Il lavoro, i giovani, la famiglia, le migrazioni: sono gli ambiti su cui la Chiesa italiana è chiamata a fare un serio discernimento.

“Oggi il lavoro è senza dubbio la priorità più importante per il Paese e la disoccupazione giovanile è la grande emergenza”, dice Bassetti dopo aver citato le parole pronunciate dal Papa a Genova. “Nonostante in Italia ci siano piccoli segnali di ripresa per l’economia, non posso non essere preoccupato di fronte agli 8 milioni di poveri descritti dall’Istat, la metà dei quali non ha di cosa vivere”, il grido d’allarme. In materia di lavoro, oggi, “ci sono tante affermazioni gridate, ma forse manca un pensiero lungo sul Paese”. È in questa prospettiva che si colloca la prossima Settimana Sociale di Cagliari.

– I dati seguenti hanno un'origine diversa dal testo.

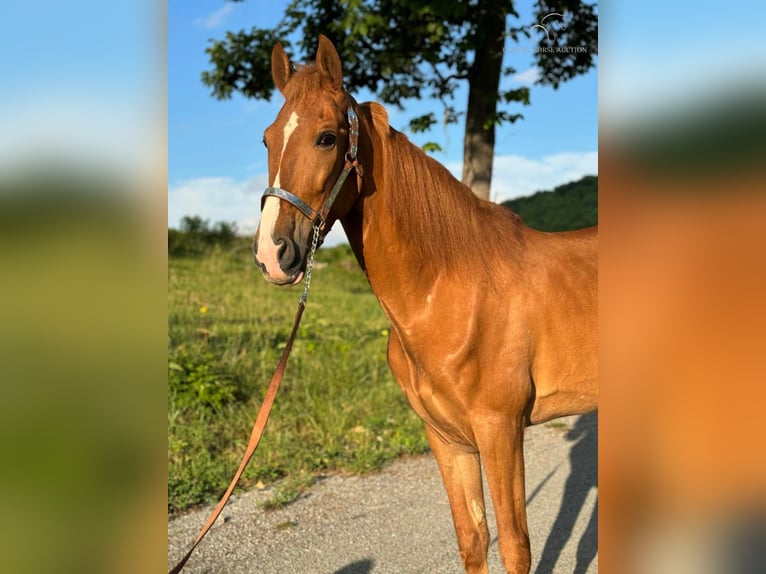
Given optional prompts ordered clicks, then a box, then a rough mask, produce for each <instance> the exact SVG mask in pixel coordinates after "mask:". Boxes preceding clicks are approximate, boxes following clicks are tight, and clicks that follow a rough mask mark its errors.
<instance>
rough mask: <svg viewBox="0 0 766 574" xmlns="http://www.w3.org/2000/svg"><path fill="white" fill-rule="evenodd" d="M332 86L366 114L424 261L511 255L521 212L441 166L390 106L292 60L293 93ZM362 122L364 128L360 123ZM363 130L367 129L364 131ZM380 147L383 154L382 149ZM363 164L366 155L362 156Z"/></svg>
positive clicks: (381, 153)
mask: <svg viewBox="0 0 766 574" xmlns="http://www.w3.org/2000/svg"><path fill="white" fill-rule="evenodd" d="M328 89H329V91H331V92H333V93H334V95H335V96H336V97H337V104H338V105H339V106H342V107H344V108H345V107H346V106H348V105H353V106H355V107H356V108H357V111H358V112H359V115H360V116H361V117H366V118H367V120H368V121H367V122H366V123H367V124H368V129H370V130H371V131H372V132H374V133H371V134H368V135H369V136H371V137H370V139H371V140H372V142H373V147H374V148H376V149H375V153H376V157H375V158H374V161H375V163H378V162H380V163H381V164H382V165H383V166H384V168H383V169H384V179H385V181H383V182H376V185H377V187H381V184H382V185H385V186H386V188H387V193H386V201H387V203H388V205H387V209H388V211H389V212H390V213H391V214H392V216H393V218H394V222H395V225H396V226H397V229H398V230H399V231H400V232H401V234H402V238H403V240H404V241H405V242H406V243H407V245H408V250H409V251H411V252H412V253H413V254H415V255H416V256H417V257H418V259H419V261H420V262H422V264H423V265H434V266H437V267H438V268H439V269H455V268H456V267H458V266H460V267H461V268H463V269H464V268H465V266H466V265H469V266H471V267H472V268H473V270H475V271H478V272H480V271H481V269H476V266H477V265H479V266H482V267H486V266H487V265H494V264H497V263H501V262H502V261H507V260H508V259H509V258H511V257H513V255H514V253H519V248H520V247H521V246H522V244H523V241H524V240H523V234H522V227H523V224H522V223H521V220H520V219H519V217H518V216H517V215H516V214H515V213H513V212H512V211H511V210H510V209H507V208H504V207H502V206H499V205H497V204H494V203H491V202H488V201H484V200H481V199H479V198H478V197H477V196H476V195H474V194H473V192H471V190H470V188H468V187H467V186H465V185H463V184H462V183H460V182H459V181H458V180H457V179H456V178H455V177H454V176H453V175H452V174H451V173H450V172H449V171H448V170H447V168H445V167H444V166H442V165H441V164H440V163H438V162H437V161H436V160H434V159H433V158H431V157H429V156H428V155H426V154H425V152H423V150H422V149H420V148H419V147H418V146H416V145H414V144H412V143H411V142H410V141H409V139H407V137H406V136H405V135H404V134H403V133H401V132H399V131H397V130H395V129H394V128H392V127H391V126H389V124H388V114H387V113H386V111H385V109H384V108H383V106H381V105H380V104H377V103H365V104H361V105H359V104H356V102H355V101H354V99H353V98H352V97H351V96H350V95H349V94H347V93H346V92H344V91H334V90H332V89H331V88H330V86H328V85H327V79H326V78H325V77H323V76H322V74H321V73H320V72H319V69H318V68H317V67H316V65H315V64H305V65H298V66H295V70H294V72H293V78H292V79H291V80H290V81H289V82H288V83H287V85H286V86H285V88H284V96H285V98H286V99H287V100H292V101H304V102H306V101H314V100H315V99H316V95H317V93H319V92H321V91H325V92H327V91H328ZM362 129H364V128H362ZM361 137H362V138H363V137H364V134H361ZM377 154H381V157H377ZM359 159H360V163H361V164H362V166H363V167H365V165H364V164H365V158H364V157H360V158H359Z"/></svg>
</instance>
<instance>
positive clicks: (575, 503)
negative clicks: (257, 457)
mask: <svg viewBox="0 0 766 574" xmlns="http://www.w3.org/2000/svg"><path fill="white" fill-rule="evenodd" d="M561 423H563V425H562V424H561ZM524 448H525V450H524V452H525V458H526V469H527V476H526V481H527V482H526V484H527V514H528V522H529V532H530V538H531V544H532V572H534V573H537V574H549V573H559V572H560V573H564V572H566V573H571V572H577V573H580V574H584V573H588V574H592V573H595V572H598V555H597V544H598V534H597V532H598V519H597V495H598V492H597V489H596V481H597V468H598V465H597V452H598V419H597V417H596V416H595V415H587V416H584V417H568V418H566V419H560V420H559V421H556V423H554V425H552V426H539V427H533V428H530V429H527V434H526V437H525V441H524ZM485 492H486V486H485ZM267 496H268V494H267V493H264V492H258V491H251V492H246V493H242V494H239V495H236V497H235V498H234V500H233V501H232V502H230V503H229V505H228V506H227V508H226V509H225V510H224V513H223V516H222V518H219V520H218V523H217V524H216V526H215V527H214V528H213V529H212V530H211V532H210V533H209V534H208V536H207V538H206V539H205V540H204V541H203V542H202V544H201V545H200V547H199V548H197V550H196V551H195V554H194V555H193V556H192V558H191V559H190V560H189V562H188V563H187V566H186V568H185V569H184V572H188V573H189V574H191V573H197V574H202V573H215V574H218V573H221V574H239V573H242V574H255V573H259V574H260V573H263V574H271V573H273V574H293V573H295V574H314V573H317V574H319V573H321V574H325V573H327V574H368V573H374V574H409V573H423V574H442V573H444V574H457V573H460V572H462V567H461V564H460V558H459V556H458V552H457V545H456V543H455V535H454V531H453V527H452V521H451V517H450V511H449V505H448V502H447V497H446V494H445V493H444V488H443V486H442V482H441V477H440V476H439V471H438V469H437V467H436V462H435V461H434V460H433V457H431V456H423V457H417V458H410V459H405V460H400V461H397V462H395V463H394V464H392V465H391V466H390V467H388V468H386V469H385V470H383V471H381V472H379V473H375V474H372V475H367V476H363V477H343V476H331V477H328V478H326V479H323V480H321V481H320V482H319V483H318V484H317V485H316V486H315V487H314V488H312V490H311V491H310V492H309V493H308V494H307V495H305V496H304V497H303V498H301V499H299V500H298V501H296V502H295V503H293V504H291V505H290V506H288V507H287V508H284V509H281V510H278V511H271V512H266V511H264V510H262V509H260V508H258V505H257V503H258V501H259V500H263V499H265V498H266V497H267ZM487 499H488V505H487V506H488V509H487V510H488V515H489V525H490V533H491V536H492V542H491V544H490V572H496V573H499V572H504V570H503V568H502V564H501V562H500V558H499V555H498V552H497V540H496V538H495V528H494V512H493V510H492V508H491V504H489V496H487ZM208 512H209V509H205V510H204V511H200V512H194V513H191V514H188V515H185V516H182V517H179V518H177V519H175V520H173V521H171V522H170V523H169V525H168V555H169V557H170V558H172V559H173V560H175V559H176V558H178V557H179V556H180V555H182V554H183V549H184V548H185V547H186V545H187V544H188V543H189V541H190V540H191V539H192V538H193V537H194V535H195V534H196V531H197V530H198V529H199V527H200V525H201V524H202V523H203V522H204V519H205V518H206V516H207V513H208Z"/></svg>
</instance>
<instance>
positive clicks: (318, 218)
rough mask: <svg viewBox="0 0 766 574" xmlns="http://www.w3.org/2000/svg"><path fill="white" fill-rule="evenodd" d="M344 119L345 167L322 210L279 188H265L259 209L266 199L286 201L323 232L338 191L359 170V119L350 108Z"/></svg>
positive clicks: (346, 112) (331, 190)
mask: <svg viewBox="0 0 766 574" xmlns="http://www.w3.org/2000/svg"><path fill="white" fill-rule="evenodd" d="M346 117H347V118H348V127H349V130H348V143H349V146H348V152H346V165H345V166H344V167H343V171H342V172H341V173H340V175H339V176H338V180H337V181H336V182H335V185H334V186H333V188H332V190H331V191H330V195H329V196H328V197H327V199H326V200H325V202H324V204H323V205H322V208H321V209H320V210H319V211H316V210H315V209H314V208H313V207H311V206H310V205H309V204H308V203H306V202H305V201H303V200H302V199H301V198H300V197H298V196H297V195H295V194H293V193H290V192H289V191H287V190H286V189H282V188H281V187H267V188H266V190H265V191H264V192H263V197H262V198H261V209H263V203H264V201H266V197H268V196H272V197H276V198H277V199H281V200H282V201H286V202H287V203H289V204H290V205H292V206H293V207H295V208H296V209H297V210H298V211H300V212H301V213H302V214H303V215H305V216H306V217H307V218H308V219H309V220H310V221H311V223H312V224H313V225H314V227H316V228H318V229H321V230H323V231H324V226H325V224H326V223H327V216H328V215H329V213H330V209H332V204H333V203H335V200H336V199H337V197H338V194H339V193H340V189H341V188H342V187H343V184H344V183H345V181H346V178H347V177H348V174H349V173H351V171H352V170H353V169H355V168H356V169H357V171H358V169H359V166H358V163H357V159H356V154H357V152H358V150H359V117H358V116H357V115H356V112H355V111H354V109H353V108H352V107H351V106H349V108H348V110H347V111H346Z"/></svg>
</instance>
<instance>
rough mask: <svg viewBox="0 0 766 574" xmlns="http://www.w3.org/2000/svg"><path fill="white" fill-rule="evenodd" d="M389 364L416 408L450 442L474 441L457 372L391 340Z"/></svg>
mask: <svg viewBox="0 0 766 574" xmlns="http://www.w3.org/2000/svg"><path fill="white" fill-rule="evenodd" d="M388 362H389V366H390V367H391V371H392V373H393V374H394V377H395V378H396V380H397V382H398V383H399V386H400V387H401V388H402V390H403V391H404V393H405V394H406V395H407V399H408V401H409V403H410V406H412V408H413V410H414V411H415V412H416V413H417V414H418V416H420V418H422V419H423V420H424V421H425V422H426V423H427V424H428V425H429V426H431V427H432V428H434V429H435V430H437V432H438V433H439V434H441V435H442V436H443V437H444V438H445V439H446V440H448V441H449V442H460V443H466V444H470V443H472V442H473V441H472V440H471V436H472V432H471V430H470V425H469V424H468V418H467V407H466V403H465V399H466V397H464V396H462V394H461V392H459V390H460V389H459V387H460V385H459V384H458V380H457V377H456V376H454V375H455V374H454V373H450V372H449V369H448V368H444V365H443V364H442V365H441V366H440V367H437V364H438V361H436V363H432V362H428V361H423V360H420V359H419V357H417V356H412V355H411V354H408V353H407V352H406V351H405V350H404V349H403V348H402V346H401V345H399V344H397V343H395V342H394V341H391V342H390V343H389V357H388Z"/></svg>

“Sui giovani si gioca la parte più importante della missione della Chiesa”, dice Bassetti a proposito della seconda priorità. “I giovani ci stanno profondamente a cuore”, prosegue citando don Milani come viatico per il prossimo Sinodo dei vescovi”: quando ci si rivolge a loro, bisogna mettere al bando la retorica e fare spazio alla verità.

La Chiesa è un popolo di famiglie: in un Paese caratterizzato da un crescente aumento di convivenze, separazioni e divorzi, e da un tasso di natalità che continua a diminuire drammaticamente, guardare alla famiglia in modo concreto significa prima di tutto farsi carico delle sue fragilità. Sul piano pastorale, bisogna recepire “con autenticità” sul territorio lo spirito dell’Amoris Laetitia, mentre sul piano sociale la richiesta alle istituzioni è di introdurre misure concrete, come il “fattore famiglia”.

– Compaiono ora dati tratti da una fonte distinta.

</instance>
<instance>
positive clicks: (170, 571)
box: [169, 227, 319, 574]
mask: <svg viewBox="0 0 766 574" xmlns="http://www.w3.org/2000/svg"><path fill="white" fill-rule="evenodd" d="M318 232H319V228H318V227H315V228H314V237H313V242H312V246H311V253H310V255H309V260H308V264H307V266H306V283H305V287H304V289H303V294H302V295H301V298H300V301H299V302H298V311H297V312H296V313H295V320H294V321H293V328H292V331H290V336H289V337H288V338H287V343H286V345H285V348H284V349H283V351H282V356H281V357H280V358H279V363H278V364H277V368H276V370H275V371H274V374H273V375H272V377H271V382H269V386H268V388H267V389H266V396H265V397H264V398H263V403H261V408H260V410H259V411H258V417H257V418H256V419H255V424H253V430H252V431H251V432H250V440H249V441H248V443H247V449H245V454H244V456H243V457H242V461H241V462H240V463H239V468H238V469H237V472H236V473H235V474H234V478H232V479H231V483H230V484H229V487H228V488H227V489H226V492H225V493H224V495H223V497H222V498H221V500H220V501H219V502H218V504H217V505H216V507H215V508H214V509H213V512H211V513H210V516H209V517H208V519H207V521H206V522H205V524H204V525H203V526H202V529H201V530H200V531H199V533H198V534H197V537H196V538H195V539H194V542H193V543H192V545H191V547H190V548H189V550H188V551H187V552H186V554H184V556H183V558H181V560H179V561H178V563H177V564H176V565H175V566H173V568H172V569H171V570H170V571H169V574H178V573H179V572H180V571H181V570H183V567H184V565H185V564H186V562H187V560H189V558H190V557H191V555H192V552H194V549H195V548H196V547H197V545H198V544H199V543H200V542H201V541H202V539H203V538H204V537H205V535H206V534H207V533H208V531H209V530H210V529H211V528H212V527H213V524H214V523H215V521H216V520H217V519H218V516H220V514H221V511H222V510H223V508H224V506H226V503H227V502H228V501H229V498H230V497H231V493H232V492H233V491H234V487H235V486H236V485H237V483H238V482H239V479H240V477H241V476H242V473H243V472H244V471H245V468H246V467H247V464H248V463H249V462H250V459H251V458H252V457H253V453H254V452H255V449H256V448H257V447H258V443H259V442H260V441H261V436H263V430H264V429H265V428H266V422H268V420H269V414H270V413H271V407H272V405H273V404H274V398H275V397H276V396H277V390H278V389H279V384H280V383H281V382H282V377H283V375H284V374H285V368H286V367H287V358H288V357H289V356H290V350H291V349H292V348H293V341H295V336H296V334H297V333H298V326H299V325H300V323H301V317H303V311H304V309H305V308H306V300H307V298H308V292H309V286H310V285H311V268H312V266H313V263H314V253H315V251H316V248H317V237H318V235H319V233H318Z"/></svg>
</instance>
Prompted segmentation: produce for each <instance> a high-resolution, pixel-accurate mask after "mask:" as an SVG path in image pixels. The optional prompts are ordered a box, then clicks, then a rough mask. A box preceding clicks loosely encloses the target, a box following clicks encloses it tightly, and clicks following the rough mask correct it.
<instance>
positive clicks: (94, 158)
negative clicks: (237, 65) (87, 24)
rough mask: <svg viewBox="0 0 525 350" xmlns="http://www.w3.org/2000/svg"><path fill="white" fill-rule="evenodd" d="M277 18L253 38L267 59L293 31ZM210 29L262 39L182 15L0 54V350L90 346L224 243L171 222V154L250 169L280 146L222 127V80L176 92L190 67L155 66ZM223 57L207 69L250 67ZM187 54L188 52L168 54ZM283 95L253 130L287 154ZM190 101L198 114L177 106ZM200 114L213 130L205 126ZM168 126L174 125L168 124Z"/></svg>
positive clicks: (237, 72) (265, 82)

“Promuovere una pastorale per i migranti significa difendere la cultura della vita in almeno tre modi: denunciando la tratta degli esseri umani e ogni tipo di traffico sulla pelle dei migranti; salvando le vite umane nel deserto, nei campi e nel mare; deplorando i luoghi indecenti dove troppo spesso vengono ammassate queste persone”. Nella sua prima prolusione, il cardinale Bassetti affronta a 360 gradi la questione migratoria: accogliere è il primo gesto, ma poi – come ha detto il Papa sull’aereo di ritorno dalla Colombia – servono “prudenza, integrazione e vicinanza umanitaria”, responsabilità nel salvaguardare i diritti di chi arriva e i diritti di chi accoglie.